Closed P-Sood closed 1 month ago
Hey π€ thanks a lot for opening an issue and using transformers!
We try to keep the github issues for bugs/feature requests. Could you ask your question on the forum instead? I'm sure the community will be of help!
Otherwise you should follow the tutorial ressources on how to train a whisper model see:
Thanks!
Hello @ArthurZucker I shall post it on the huggingface forums as you request.
I saw that second post with training on the custom tokenizer. However, the fix they used was to switch it back to the regular pretrained tokenizer and just train for longer. So that doesn't seem like it would have too much effect on me.
The other issue I looked at here was on the huggingface bugs page so I decided to post it here as well.
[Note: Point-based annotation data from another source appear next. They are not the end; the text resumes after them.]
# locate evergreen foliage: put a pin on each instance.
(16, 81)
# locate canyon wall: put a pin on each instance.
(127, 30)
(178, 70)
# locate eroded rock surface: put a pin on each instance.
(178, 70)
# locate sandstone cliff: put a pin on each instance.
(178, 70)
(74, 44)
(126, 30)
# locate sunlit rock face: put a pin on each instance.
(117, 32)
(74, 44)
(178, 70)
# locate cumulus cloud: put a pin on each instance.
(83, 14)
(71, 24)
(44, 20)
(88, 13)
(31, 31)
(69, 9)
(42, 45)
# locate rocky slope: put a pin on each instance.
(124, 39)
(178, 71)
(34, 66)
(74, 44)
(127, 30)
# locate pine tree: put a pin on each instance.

They also had a similar issue, but they needed help to get the model to train, and had no information on the results after the code was correct. Maybe I should leave a comment at the author of that issue, seeing if he got it work.
Anyways, thanks for the info, ill post it on the forums.
I am not sure why you need to train a new tokenizer but I don't recommend it. You are completely losing the mapping from input_ids and tokens, thus the preptrained model is rendered useless. You should add tokens to the tokenizers rather than train a new one from scratch if you want to leverage the pretrained checkpoint
Do you know ahead of time what the kind of jargon is? You could first try Whisper prompting by putting your 'jargon' as the prompt:
processor = WhisperProcessor.from_pretrained("openai/whisper-tiny")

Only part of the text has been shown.